Was Ray Romano signed on when you agreed to do this, or did that come later?

It was in and around the same time. I can’t remember if it was in my first meeting, but if not, very, very close. I was excited by the prospect of that. I’d just been watching him in Vinyl and really liked what he was doing. I could tell that he was trying to make really interesting work, and I had been a big fan of Men of a Certain Age, so I was delighted. And he has a great screen presence. There is something very empathetic that he portrays, even when he’s doing dastardly things, which is actually a tougher trick than you would imagine.

Do you think we’re moving past that… I don’t want to say it’s a stigma, but there’s always that view that there’s a novelty to comedic actors doing drama. Do you think we’re moving past it?

I think so. I feel like as the lines between comedy and drama have become thinner, that’s also helped. I mean, we don’t live in a big sitcom world anymore, necessarily. It’s not a multi-camera genre. When you see shows like Louie or Veep or whatever, it’s hard to tell sometimes if it’s… there are much less kind of big laugh-inducing shows. So I think actors are fleeting between the genres much more swiftly.
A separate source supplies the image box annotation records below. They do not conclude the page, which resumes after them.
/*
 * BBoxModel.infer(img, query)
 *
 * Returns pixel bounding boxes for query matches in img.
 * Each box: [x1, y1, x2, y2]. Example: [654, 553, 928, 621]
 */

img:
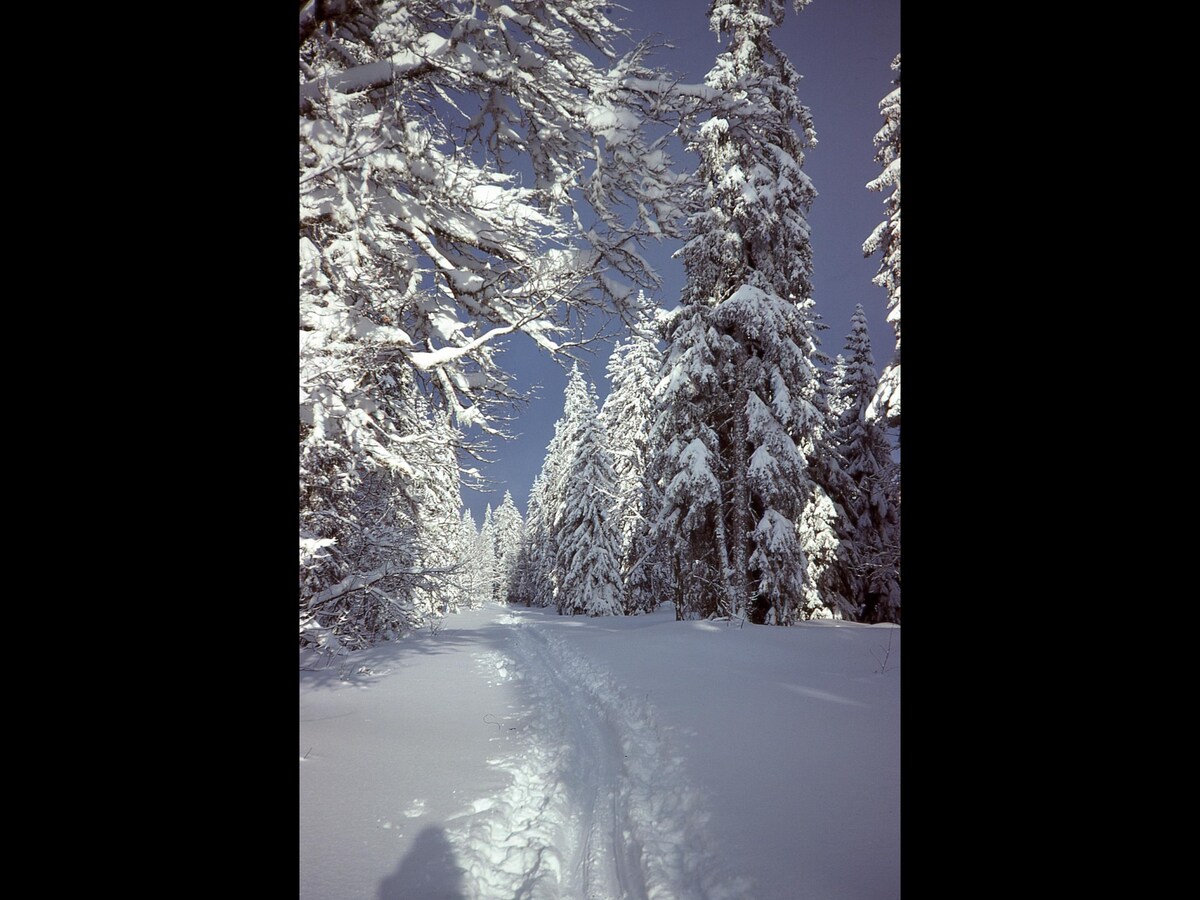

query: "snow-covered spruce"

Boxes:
[863, 53, 900, 428]
[634, 0, 832, 624]
[556, 381, 624, 616]
[450, 616, 754, 900]
[830, 304, 900, 623]
[299, 0, 683, 649]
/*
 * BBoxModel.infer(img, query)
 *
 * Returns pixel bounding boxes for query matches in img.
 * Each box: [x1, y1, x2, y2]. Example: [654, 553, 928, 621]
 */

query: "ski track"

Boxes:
[449, 614, 751, 900]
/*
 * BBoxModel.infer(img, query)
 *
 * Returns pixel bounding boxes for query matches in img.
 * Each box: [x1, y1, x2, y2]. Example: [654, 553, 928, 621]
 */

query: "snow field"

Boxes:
[449, 614, 751, 900]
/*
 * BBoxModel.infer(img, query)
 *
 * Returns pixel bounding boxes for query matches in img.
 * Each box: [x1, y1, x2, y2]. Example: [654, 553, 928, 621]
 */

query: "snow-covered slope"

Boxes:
[300, 606, 900, 900]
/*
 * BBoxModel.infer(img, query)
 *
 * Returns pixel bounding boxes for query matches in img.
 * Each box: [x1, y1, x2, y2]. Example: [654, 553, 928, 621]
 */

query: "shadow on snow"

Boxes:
[378, 826, 467, 900]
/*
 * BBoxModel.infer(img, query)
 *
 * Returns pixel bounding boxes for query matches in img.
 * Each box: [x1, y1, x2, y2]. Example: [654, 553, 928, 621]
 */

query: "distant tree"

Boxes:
[491, 491, 524, 602]
[838, 305, 900, 623]
[863, 53, 900, 428]
[456, 509, 486, 608]
[600, 294, 662, 585]
[556, 384, 624, 616]
[515, 365, 595, 606]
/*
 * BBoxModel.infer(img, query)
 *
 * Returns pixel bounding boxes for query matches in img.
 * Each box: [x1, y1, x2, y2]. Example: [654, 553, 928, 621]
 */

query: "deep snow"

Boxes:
[299, 605, 900, 900]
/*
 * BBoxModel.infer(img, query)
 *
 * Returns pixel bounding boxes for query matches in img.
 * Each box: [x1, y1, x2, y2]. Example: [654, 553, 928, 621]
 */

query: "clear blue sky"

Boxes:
[462, 0, 901, 526]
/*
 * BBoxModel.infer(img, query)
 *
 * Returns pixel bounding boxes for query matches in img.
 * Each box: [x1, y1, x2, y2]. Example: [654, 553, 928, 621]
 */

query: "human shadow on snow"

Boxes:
[378, 826, 467, 900]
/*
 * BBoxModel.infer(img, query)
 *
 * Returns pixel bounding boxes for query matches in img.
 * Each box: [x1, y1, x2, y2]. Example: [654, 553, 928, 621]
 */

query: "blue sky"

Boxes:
[463, 0, 901, 526]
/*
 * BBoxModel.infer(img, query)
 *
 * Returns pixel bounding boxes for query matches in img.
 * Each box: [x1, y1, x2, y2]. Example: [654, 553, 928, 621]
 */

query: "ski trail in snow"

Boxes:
[451, 614, 751, 900]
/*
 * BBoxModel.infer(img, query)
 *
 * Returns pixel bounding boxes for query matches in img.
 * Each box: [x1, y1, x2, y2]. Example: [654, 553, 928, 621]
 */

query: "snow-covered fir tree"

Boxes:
[491, 491, 524, 602]
[556, 381, 624, 616]
[838, 304, 900, 623]
[635, 0, 823, 624]
[299, 361, 460, 653]
[600, 294, 662, 592]
[299, 0, 696, 646]
[863, 53, 900, 428]
[514, 364, 596, 606]
[456, 509, 487, 608]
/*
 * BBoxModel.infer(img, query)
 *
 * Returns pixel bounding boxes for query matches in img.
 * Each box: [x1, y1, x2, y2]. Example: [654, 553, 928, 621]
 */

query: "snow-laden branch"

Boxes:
[306, 562, 458, 610]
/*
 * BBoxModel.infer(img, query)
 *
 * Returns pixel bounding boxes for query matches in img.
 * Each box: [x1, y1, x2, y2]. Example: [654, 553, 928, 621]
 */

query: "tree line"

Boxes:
[299, 0, 900, 648]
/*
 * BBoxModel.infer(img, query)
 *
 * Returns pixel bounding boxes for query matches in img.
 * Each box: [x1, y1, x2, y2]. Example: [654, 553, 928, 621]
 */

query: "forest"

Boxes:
[299, 0, 901, 654]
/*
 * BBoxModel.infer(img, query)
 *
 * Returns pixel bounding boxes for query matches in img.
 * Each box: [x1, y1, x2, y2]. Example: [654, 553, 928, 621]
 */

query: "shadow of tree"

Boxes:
[378, 826, 467, 900]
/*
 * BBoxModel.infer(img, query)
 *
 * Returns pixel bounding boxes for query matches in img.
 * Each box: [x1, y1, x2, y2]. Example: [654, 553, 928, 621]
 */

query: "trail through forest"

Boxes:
[451, 612, 748, 900]
[300, 605, 900, 900]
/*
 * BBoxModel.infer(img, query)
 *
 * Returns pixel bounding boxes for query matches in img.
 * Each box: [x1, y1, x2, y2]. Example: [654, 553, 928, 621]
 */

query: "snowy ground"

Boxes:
[300, 606, 900, 900]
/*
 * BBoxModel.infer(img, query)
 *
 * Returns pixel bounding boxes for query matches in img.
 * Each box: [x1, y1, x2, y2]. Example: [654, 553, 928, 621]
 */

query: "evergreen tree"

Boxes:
[654, 0, 822, 624]
[515, 365, 595, 606]
[600, 294, 662, 585]
[839, 305, 900, 622]
[492, 491, 524, 602]
[299, 0, 696, 646]
[556, 384, 624, 616]
[863, 53, 900, 428]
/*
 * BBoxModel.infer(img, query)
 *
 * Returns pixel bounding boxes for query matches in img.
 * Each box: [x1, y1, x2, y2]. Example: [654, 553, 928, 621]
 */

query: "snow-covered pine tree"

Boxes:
[515, 365, 588, 606]
[838, 304, 900, 623]
[492, 491, 524, 602]
[299, 360, 468, 652]
[456, 509, 486, 608]
[600, 294, 662, 595]
[556, 384, 624, 616]
[863, 53, 900, 428]
[299, 0, 696, 643]
[655, 0, 822, 624]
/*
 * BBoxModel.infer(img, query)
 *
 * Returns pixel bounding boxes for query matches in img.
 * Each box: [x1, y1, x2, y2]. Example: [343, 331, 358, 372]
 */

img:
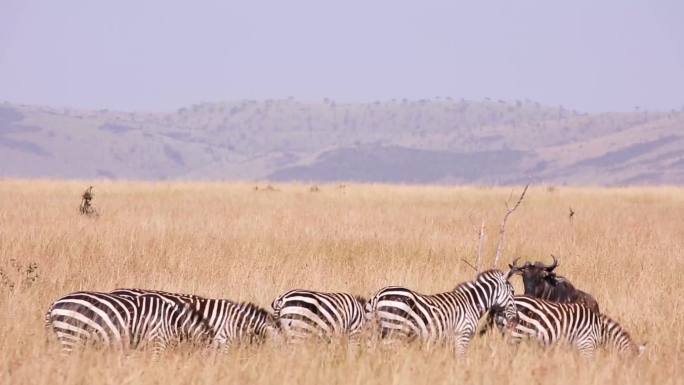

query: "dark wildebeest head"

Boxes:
[508, 255, 599, 313]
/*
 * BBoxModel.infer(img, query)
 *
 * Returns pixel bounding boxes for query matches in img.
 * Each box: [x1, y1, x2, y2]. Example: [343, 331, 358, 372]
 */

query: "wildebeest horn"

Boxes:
[546, 254, 558, 271]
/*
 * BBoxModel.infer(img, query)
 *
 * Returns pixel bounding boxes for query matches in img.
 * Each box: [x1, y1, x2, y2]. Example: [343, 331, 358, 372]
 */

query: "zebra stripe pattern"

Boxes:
[367, 270, 516, 353]
[45, 292, 212, 357]
[497, 296, 643, 356]
[271, 289, 366, 341]
[111, 289, 276, 351]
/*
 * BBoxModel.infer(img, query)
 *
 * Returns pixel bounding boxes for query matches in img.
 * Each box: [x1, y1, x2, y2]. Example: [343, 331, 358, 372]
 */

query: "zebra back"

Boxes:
[271, 289, 366, 340]
[46, 292, 211, 356]
[366, 270, 516, 352]
[508, 296, 641, 356]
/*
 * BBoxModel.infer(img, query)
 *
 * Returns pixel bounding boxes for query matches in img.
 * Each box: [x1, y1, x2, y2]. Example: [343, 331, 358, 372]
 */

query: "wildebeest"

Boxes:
[480, 255, 600, 335]
[508, 255, 599, 313]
Were something like The IT Crowd to come back, would that be a detriment? Because of the fact that we’re moving away from those kinds of sitcom worlds?

I mean, to be honest, when we were doing the show, it felt like we were very much going against the grain, because The Office had just come out, and… It kind of reminds me of what I’m going through right now, weirdly, because when you’re in pre-production, before anybody has seen the show, and we’re like, “Oh, we’re kind of making this office-based show. It’s three people who are kind of disenfranchised,” and everybody’s like, “Oh, it’s just like The Office!” And before anybody has seen it, it feels like such a ridiculous comparison.

But I always thought that that show worked well because it was a big laugh show. It was an untraditional studio sitcom, so it worked quite well. It felt quite subversive like that. It was big set pieces and fires, and it was almost winking at the audience that, “We know that this feels super traditional and we’re not doing that version of it, at all.”

So I think if it were to come back, it would always be a studio sitcom, because it’s in the very DNA of it.